Epilogue
Maksim
Autumn
September softened the city.
Summer’s boisterous chaos faded into a heat-hazed memory, and autumn came in quieter.
Cool mornings, longer shadows, a promise of change carried on the wind. I stood by the window with my son cradled against my chest, his weight solid and warm, his breath puffing softly against my collarbone.
A boy.
Dark hair. My eyes. Sofia’s mouth.
He slept like he trusted the world and everything in it. That still startled me.
Sofia moved through the kitchen behind me, barefoot, humming under her breath as she made coffee. She looked different now—not hardened, not softened. Settled. Like a woman who had survived something terrible and come out the other side knowing exactly who she was.
The doorbell rang.
We looked at each other. “Are you expecting someone?” she asked as she eyed the door.
I shifted the baby instinctively before I even moved. It appeared old habits didn’t die; they evolved.
“Come and take him. I’ll see who it is,” I softly instructed. We had moved into the house that she had first gone to as a safe house. The one with the escape tunnel. We decided we needed more room and a place that we wouldn’t get trapped in.
“I can look through the peephole, you know,” she shot back as she rolled her eyes.
She moved like a cat, and I was unusually proud of her as I watched her cross the room. Her large smile told me it was not a threat. When she swung the door wide, I smiled as well.
Dima stood on the threshold, travel bag slung over his shoulder, suit jacket abandoned in favor of something more practical. He smiled when he saw the baby.
“So,” he quietly jested, “this is the little tyrant.”
“He is sleeping,” I replied. “Say nothing that might change that.”
Dima laughed under his breath and stepped inside. He looked around—really looked. The light. The softness. The absence of men with guns.
“You remodeled,” he observed with a smirk.
“Yes.” We’d had to. The other men Boris had hired to go after Sofia had trashed the house looking for clues to where they’d gone. Thankfully, they never uncovered the secret escape passage.
Sofia handed him a mug without ceremony. “You look tired,” she said as her brows arched. “Where were you?”
“Chicago,” he replied with a grin. “Konstantin runs a tight ship.” Then he turned to me. "He wants me with him. Permanent.”

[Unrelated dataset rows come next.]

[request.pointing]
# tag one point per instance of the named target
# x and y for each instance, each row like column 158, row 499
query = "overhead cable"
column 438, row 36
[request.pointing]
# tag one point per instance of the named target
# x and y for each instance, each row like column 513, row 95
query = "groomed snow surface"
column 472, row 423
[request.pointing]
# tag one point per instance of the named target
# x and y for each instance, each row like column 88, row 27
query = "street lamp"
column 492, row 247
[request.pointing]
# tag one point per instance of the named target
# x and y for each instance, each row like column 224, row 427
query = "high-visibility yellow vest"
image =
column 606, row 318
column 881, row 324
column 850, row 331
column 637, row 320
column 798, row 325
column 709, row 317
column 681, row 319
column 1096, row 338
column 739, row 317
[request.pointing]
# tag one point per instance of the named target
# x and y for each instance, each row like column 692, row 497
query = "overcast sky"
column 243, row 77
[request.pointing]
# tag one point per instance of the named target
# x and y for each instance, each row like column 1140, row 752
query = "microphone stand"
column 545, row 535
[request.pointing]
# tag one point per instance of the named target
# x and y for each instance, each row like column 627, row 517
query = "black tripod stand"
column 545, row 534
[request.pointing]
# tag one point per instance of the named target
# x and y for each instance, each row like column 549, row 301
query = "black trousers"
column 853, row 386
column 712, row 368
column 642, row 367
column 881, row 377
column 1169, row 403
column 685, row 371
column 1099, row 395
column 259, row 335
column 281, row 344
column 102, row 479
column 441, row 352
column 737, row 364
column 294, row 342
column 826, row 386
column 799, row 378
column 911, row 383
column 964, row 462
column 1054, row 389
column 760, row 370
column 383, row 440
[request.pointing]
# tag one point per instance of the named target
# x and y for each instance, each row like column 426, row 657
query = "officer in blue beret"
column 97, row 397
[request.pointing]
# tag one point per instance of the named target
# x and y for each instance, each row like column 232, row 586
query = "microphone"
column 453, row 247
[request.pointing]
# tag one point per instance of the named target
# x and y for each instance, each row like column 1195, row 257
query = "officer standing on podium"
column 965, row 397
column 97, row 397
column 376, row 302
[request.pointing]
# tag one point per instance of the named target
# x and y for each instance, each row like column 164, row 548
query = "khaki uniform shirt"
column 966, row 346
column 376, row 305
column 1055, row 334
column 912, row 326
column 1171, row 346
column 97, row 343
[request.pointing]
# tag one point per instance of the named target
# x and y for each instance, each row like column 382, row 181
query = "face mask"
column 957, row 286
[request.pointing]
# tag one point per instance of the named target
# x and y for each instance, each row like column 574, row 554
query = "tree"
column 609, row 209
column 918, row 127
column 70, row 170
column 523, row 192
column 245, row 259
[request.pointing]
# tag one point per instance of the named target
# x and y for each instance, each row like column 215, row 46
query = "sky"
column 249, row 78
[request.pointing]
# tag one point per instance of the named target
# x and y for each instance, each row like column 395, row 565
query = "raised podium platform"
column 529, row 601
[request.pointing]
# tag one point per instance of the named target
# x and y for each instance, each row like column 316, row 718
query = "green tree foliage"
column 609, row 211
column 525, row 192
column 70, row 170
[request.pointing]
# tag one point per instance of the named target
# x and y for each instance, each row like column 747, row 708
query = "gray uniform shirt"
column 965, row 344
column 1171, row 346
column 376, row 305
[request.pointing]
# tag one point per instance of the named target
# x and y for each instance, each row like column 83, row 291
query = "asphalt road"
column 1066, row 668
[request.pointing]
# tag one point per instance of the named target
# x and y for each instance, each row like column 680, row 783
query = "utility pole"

When he paused with his mouth open, I felt the shift immediately. The way pieces on the board moved without sound.
“And you,” Dima added as his eyes locked with mine, “he wants you too.”
The old answer rose easily. No. This is my territory. This is my responsibility. But then Sofia met my eyes over the rim of her cup as she took a sip. When she lowered it and swallowed, the corner of her mouth kicked up.
“Maybe,” she murmured gently, “it wouldn’t be the worst thing.”
I turned to fully face her, surprised.
She shrugged one slender shoulder.
“A new start,” she continued. “Somewhere fresh. Different. Somewhere our son can grow up without ghosts on every corner.”
Dima watched us carefully, understanding more than he let on. “Chicago isn’t clean,” he said. “But it’s… rebuilding.”
I looked down at my son. At the tiny fist curled into my shirt like it belonged there. For the first time in my life, loyalty didn’t feel like a chain. It felt like a choice made freely and without pressure.
“I’ll think about it,” I finally conceded.
Dima nodded. “That’s all Konstantin asked.”
We visited for a while until Misha began to fuss.
Sofia took him to feed him and change him while Dima and I discussed the possibility.
He was leaving in two days after he gathered what he wanted to bring with him.
After we said our goodbyes, the house settled again into a peaceful quiet.
Sofia crossed the room and rested her head against my shoulder, her hand covering our son’s back.
“You don’t have to decide today,” she whispered.
“I know.”
She smiled softly as she tilted her head back and looked up at me. “But you could.”
Outside, leaves skittered along the sidewalk. Somewhere, a child laughed. Somewhere else, a car honked.
I kissed the top of my son’s head, then Sofia’s.
For the first time, the future didn’t feel like something I had to merely survive.
It felt like something filled with hope.